Indeed, Campbell will be remembered and cherished for writing about architecture in ways that made it comprehensible to Bostonians—that rowdy bunch with keen ears for both bullshit and poetry. That writing changed people’s opinions, started debates, and made us chuckle, all in service to the public good. His voice will be missed.
If anything, we need more Robert Campbells—critics who can translate the built environment into public language, who can hold designers, planners, and institutions accountable, and who remind us that cities are not just made of buildings, but of values.
Architecture needs interpreters.

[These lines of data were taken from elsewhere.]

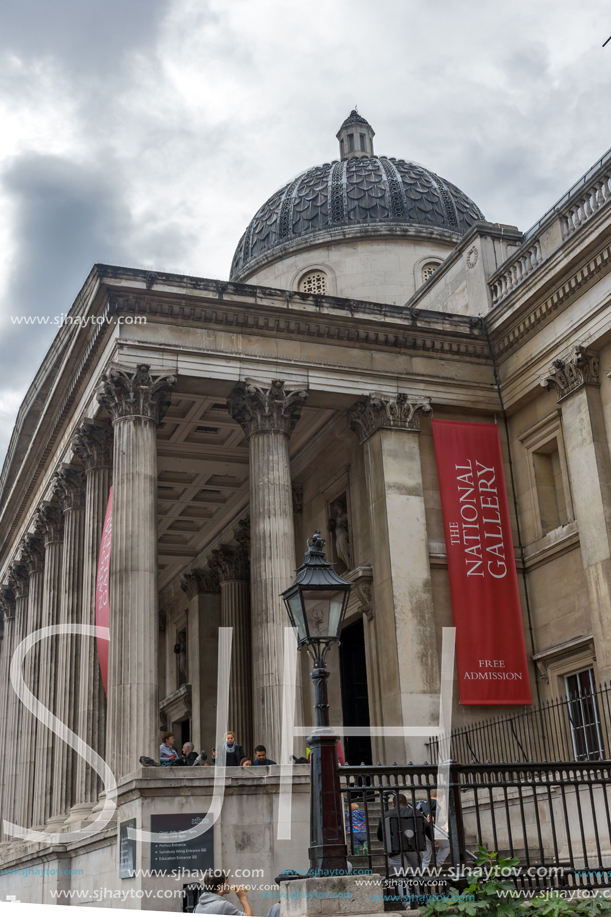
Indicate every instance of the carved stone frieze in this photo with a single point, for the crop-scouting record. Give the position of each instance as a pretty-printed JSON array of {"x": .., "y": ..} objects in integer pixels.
[
  {"x": 262, "y": 408},
  {"x": 568, "y": 376},
  {"x": 200, "y": 581},
  {"x": 19, "y": 579},
  {"x": 92, "y": 443},
  {"x": 125, "y": 393},
  {"x": 389, "y": 412},
  {"x": 69, "y": 488},
  {"x": 7, "y": 602},
  {"x": 231, "y": 563},
  {"x": 50, "y": 521},
  {"x": 33, "y": 553}
]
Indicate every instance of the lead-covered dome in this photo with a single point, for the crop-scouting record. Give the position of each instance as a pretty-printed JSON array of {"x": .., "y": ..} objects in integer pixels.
[{"x": 357, "y": 195}]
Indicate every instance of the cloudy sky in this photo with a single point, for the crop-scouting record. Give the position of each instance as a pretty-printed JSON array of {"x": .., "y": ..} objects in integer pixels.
[{"x": 147, "y": 132}]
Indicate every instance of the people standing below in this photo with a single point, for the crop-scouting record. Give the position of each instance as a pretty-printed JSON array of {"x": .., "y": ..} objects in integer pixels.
[
  {"x": 188, "y": 758},
  {"x": 355, "y": 825},
  {"x": 261, "y": 758},
  {"x": 441, "y": 839},
  {"x": 233, "y": 752},
  {"x": 167, "y": 752},
  {"x": 211, "y": 900}
]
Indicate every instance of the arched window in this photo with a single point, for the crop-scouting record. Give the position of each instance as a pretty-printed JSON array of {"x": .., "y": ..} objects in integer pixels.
[
  {"x": 314, "y": 282},
  {"x": 428, "y": 270}
]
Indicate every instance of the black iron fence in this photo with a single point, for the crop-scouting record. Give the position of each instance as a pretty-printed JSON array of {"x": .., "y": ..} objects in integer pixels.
[
  {"x": 555, "y": 818},
  {"x": 572, "y": 728}
]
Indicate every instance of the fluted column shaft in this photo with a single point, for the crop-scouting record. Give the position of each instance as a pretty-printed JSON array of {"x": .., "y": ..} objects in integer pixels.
[
  {"x": 235, "y": 613},
  {"x": 135, "y": 401},
  {"x": 14, "y": 718},
  {"x": 268, "y": 414},
  {"x": 29, "y": 723},
  {"x": 93, "y": 444},
  {"x": 8, "y": 610},
  {"x": 68, "y": 648},
  {"x": 45, "y": 739}
]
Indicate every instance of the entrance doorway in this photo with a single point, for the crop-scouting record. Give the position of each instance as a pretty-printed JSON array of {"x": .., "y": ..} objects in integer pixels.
[{"x": 355, "y": 698}]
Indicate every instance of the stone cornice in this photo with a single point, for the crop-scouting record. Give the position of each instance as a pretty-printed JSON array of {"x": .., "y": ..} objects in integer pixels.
[
  {"x": 568, "y": 376},
  {"x": 266, "y": 407},
  {"x": 532, "y": 317},
  {"x": 200, "y": 582},
  {"x": 126, "y": 394},
  {"x": 386, "y": 412},
  {"x": 92, "y": 443}
]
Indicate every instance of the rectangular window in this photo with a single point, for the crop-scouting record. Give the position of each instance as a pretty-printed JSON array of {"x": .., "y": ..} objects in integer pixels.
[
  {"x": 550, "y": 488},
  {"x": 584, "y": 716}
]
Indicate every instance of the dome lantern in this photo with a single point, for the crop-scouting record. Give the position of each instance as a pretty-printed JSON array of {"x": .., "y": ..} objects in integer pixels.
[{"x": 355, "y": 137}]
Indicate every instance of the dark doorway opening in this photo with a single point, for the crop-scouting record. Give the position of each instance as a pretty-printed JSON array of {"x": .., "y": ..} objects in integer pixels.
[{"x": 355, "y": 698}]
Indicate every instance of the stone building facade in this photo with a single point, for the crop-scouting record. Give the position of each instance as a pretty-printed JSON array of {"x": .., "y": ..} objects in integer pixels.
[{"x": 233, "y": 418}]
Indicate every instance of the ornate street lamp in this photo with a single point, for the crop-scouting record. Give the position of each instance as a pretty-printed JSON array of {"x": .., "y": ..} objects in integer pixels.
[{"x": 316, "y": 603}]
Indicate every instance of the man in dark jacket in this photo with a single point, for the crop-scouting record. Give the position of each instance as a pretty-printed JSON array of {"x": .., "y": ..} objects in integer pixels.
[
  {"x": 404, "y": 833},
  {"x": 233, "y": 752}
]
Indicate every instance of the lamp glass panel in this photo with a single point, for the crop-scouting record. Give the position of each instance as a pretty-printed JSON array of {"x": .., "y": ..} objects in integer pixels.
[
  {"x": 296, "y": 608},
  {"x": 323, "y": 611}
]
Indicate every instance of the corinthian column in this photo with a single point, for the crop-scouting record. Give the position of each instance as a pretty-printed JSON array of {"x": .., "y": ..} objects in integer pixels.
[
  {"x": 136, "y": 402},
  {"x": 50, "y": 522},
  {"x": 19, "y": 582},
  {"x": 33, "y": 558},
  {"x": 388, "y": 428},
  {"x": 7, "y": 605},
  {"x": 268, "y": 414},
  {"x": 70, "y": 491},
  {"x": 93, "y": 445},
  {"x": 231, "y": 563}
]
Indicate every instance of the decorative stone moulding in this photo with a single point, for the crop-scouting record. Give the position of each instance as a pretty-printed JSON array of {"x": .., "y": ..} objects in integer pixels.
[
  {"x": 92, "y": 444},
  {"x": 199, "y": 582},
  {"x": 568, "y": 376},
  {"x": 387, "y": 412},
  {"x": 261, "y": 408},
  {"x": 125, "y": 393}
]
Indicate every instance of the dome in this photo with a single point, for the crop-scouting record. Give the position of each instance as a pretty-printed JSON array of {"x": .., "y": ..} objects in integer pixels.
[{"x": 359, "y": 195}]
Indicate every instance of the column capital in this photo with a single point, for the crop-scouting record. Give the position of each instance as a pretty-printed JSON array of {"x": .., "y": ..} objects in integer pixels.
[
  {"x": 387, "y": 412},
  {"x": 7, "y": 602},
  {"x": 567, "y": 376},
  {"x": 261, "y": 407},
  {"x": 200, "y": 582},
  {"x": 92, "y": 443},
  {"x": 33, "y": 553},
  {"x": 69, "y": 488},
  {"x": 126, "y": 393},
  {"x": 231, "y": 563},
  {"x": 50, "y": 521},
  {"x": 19, "y": 579}
]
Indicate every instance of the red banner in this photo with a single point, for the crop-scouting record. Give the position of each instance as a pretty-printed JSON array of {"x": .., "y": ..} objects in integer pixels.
[
  {"x": 102, "y": 604},
  {"x": 490, "y": 651}
]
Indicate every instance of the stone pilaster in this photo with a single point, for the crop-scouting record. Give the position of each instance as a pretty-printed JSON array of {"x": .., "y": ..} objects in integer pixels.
[
  {"x": 50, "y": 522},
  {"x": 7, "y": 606},
  {"x": 268, "y": 413},
  {"x": 136, "y": 402},
  {"x": 232, "y": 564},
  {"x": 70, "y": 491},
  {"x": 388, "y": 427},
  {"x": 203, "y": 590},
  {"x": 576, "y": 383},
  {"x": 92, "y": 443},
  {"x": 33, "y": 558},
  {"x": 19, "y": 582}
]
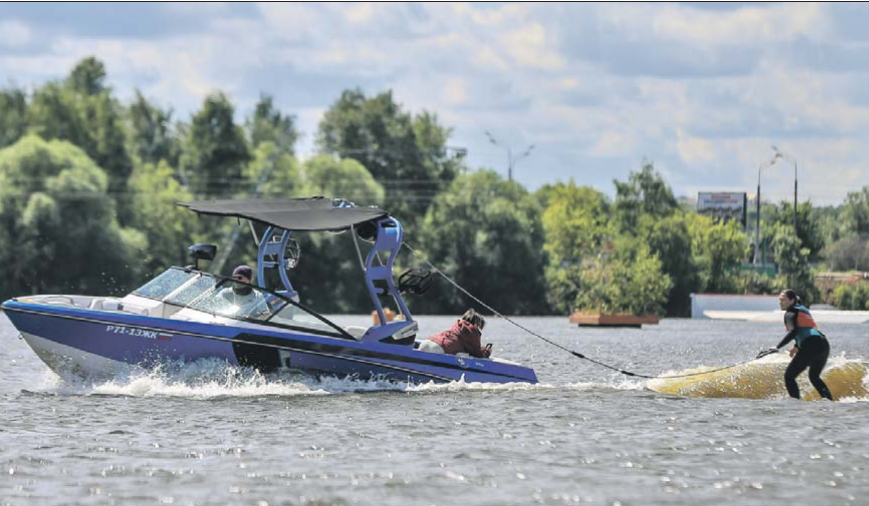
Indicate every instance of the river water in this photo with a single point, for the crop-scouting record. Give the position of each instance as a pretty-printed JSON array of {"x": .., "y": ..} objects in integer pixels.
[{"x": 215, "y": 435}]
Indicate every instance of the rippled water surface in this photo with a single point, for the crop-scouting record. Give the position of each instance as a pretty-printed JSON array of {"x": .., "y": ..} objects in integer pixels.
[{"x": 212, "y": 435}]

Civic life depends on it.
(Let’s bring back the Pru Awards.)
Chris Grimley is a graphic designer and founder of SIGNALS, based in Boston. As an author and graphic designer he has developed books on architecture and photography monographs, archival surveys, the complex legacy of urban renewal, including Heroic: Concrete Architecture and the New Boston (The Monacelli Press, 2015); Imagining the Modern: Architecture and Urbanism of the Pittsburgh Renaissance (The Monacelli Press, 2019) and the forthcoming Late Modernism and Other Latenesses: Architecture, Materials, and Media After Time (Park Books 2026).
Like Kubo, Robert Campbell was the first architecture critic AN news editor Dan Jonas Roche, another Boston boy, read.